Truth, Liberty, Tolerance
McClatchy High School prides itself on its diversity. Racially, 75% of the student body is comprised of minorities; economically, 55% of students qualify for free or reduced-price meals; geographically, students hail from Natomas to Elk Grove and everywhere in between.
When it comes to diversity of thought, however, the school doesn’t receive such high marks. A survey by The Prospector, McClatchy’s student newspaper, found that on the school’s heavily liberal campus, conservative viewpoints are widely suppressed, through ridicule and stigmatization of those who express them.
This phenomenon is not unique to McClatchy. It’s most pronounced on college campuses, where increasingly liberal students have made a habit of shutting down speeches by conservative speakers, and pressuring their schools to discipline professors who challenge their thinking. The fates of right-wing provocateur Milo Yiannopolis at UC Davis and former Yale lecturer Erika Christakis provide two recent, high-profile examples – Yiannopolis’ talk was cancelled after student protests, and Christakis resigned amidst uproar over her suggestion that the university not censor culturally insensitive Halloween costumes.
Outside of the school world, a Pew Research study found that liberals are more likely than conservatives to block or unfriend social media friends who express disagreeable political preferences.

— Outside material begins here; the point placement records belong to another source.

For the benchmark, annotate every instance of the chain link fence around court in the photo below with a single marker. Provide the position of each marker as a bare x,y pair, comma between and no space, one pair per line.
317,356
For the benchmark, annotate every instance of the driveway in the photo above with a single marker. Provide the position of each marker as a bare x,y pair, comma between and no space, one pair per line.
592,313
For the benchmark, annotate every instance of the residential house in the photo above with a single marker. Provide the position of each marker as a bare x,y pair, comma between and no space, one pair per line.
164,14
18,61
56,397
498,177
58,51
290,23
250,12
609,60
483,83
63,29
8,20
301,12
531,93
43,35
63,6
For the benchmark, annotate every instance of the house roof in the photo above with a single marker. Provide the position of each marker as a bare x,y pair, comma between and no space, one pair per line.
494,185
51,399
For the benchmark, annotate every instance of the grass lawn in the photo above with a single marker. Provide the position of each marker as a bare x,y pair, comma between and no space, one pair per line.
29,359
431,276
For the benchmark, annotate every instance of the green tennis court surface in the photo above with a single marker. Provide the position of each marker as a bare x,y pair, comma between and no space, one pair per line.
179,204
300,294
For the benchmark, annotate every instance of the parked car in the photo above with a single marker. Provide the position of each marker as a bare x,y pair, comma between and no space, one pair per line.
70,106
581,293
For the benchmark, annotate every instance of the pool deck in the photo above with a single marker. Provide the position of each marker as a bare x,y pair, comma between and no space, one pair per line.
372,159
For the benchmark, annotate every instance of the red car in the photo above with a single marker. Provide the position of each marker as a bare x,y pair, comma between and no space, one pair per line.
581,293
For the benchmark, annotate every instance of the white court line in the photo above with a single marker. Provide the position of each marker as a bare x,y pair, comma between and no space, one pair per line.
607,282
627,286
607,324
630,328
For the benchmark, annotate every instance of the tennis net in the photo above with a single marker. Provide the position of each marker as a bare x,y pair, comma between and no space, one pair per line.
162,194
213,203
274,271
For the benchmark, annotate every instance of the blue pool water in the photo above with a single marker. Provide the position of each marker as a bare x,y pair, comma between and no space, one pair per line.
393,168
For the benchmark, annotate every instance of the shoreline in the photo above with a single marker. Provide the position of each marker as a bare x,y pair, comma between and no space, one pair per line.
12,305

The prevailing message is that progressives, America’s champions of tolerance, are in fact quite intolerant of conservatism, so much so that conservatives who interact with liberals consistently are best served by keeping their opinions to themselves. They may have the right to free speech, but they are certainly not free to speak if their social lives matter to them.
The hypocrisy in liberals’ prejudice towards conservatism undermines their message of tolerance and inclusion, at a time when that message desperately needs to be heard.
Progressives, like any other ideological group, seek to convert opponents to their way of thinking, so as to generate broader support for their causes. But until liberals themselves practice what they preach, their rhetoric will not make conservatives “see the light” – it will make them laugh.
“While [liberals] are exceedingly tolerant of their own viewpoints, they tend to get a little upset when confronted by opinions which differ from their own,” teases RedState writer Amelia Hamilton in her article “Studies Show: Conservatives are More Tolerant Than Liberals.”
Right-wing internet memes make light of the liberal contradiction as well. One typical example features a picture of a woman with duct tape over her mouth, captioned “Tolerant liberals – tolerant as long as you TOTALLY agree with them.”
These examples may be somewhat crude, but both have a point. There is irony inherent in today’s strain of progressivism, and as the right grows more conscious of it, the left loses credibility in its great crusade for tolerance.
Now is a terrible time for this to happen. Our nation has reached peak levels of polarization, with conservatives and liberals more distant from and hostile towards each other than at any time in recent memory.
The division amongst citizens has been reflected in our political process. President Obama’s two terms, during which he struggled to achieve even the simplest of objectives in the face of fierce Republican opposition, were a painful exercise in antagonism. The future promises more of the same: President Trump spent much of his first month in office working to undo what measures Mr. Obama could successfully implement, while Democrats obstruct. The parties switch roles, but the game remains the same.
To break this cycle of enmity, America’s warring factions must come to terms with each other. The nation must have “healing,” something many politicians, including President Trump, have called for recently.
Who better to bring people together than liberals, the group devoted to principles of inclusion, tolerance and compassion? This moment needs exactly what real progressivism has to offer.
In order to provide it, liberals must stop shooting themselves in the foot with the bigotry they’ve adopted, and rediscover their lost values. There must be a progressive renaissance.
As future liberal leaders, it will be up to young lefties – like those at McClatchy – to make tolerance the vogue of progressivism once more. They can start by allowing conservatives to express themselves on campus.
In this respect, perhaps they can even learn something from their counterparts on the right. “I have thick skin, I can take it,” said McClatchy senior Tazio Giordano, a conservative student, of his attitude towards liberal perspectives he disagrees with.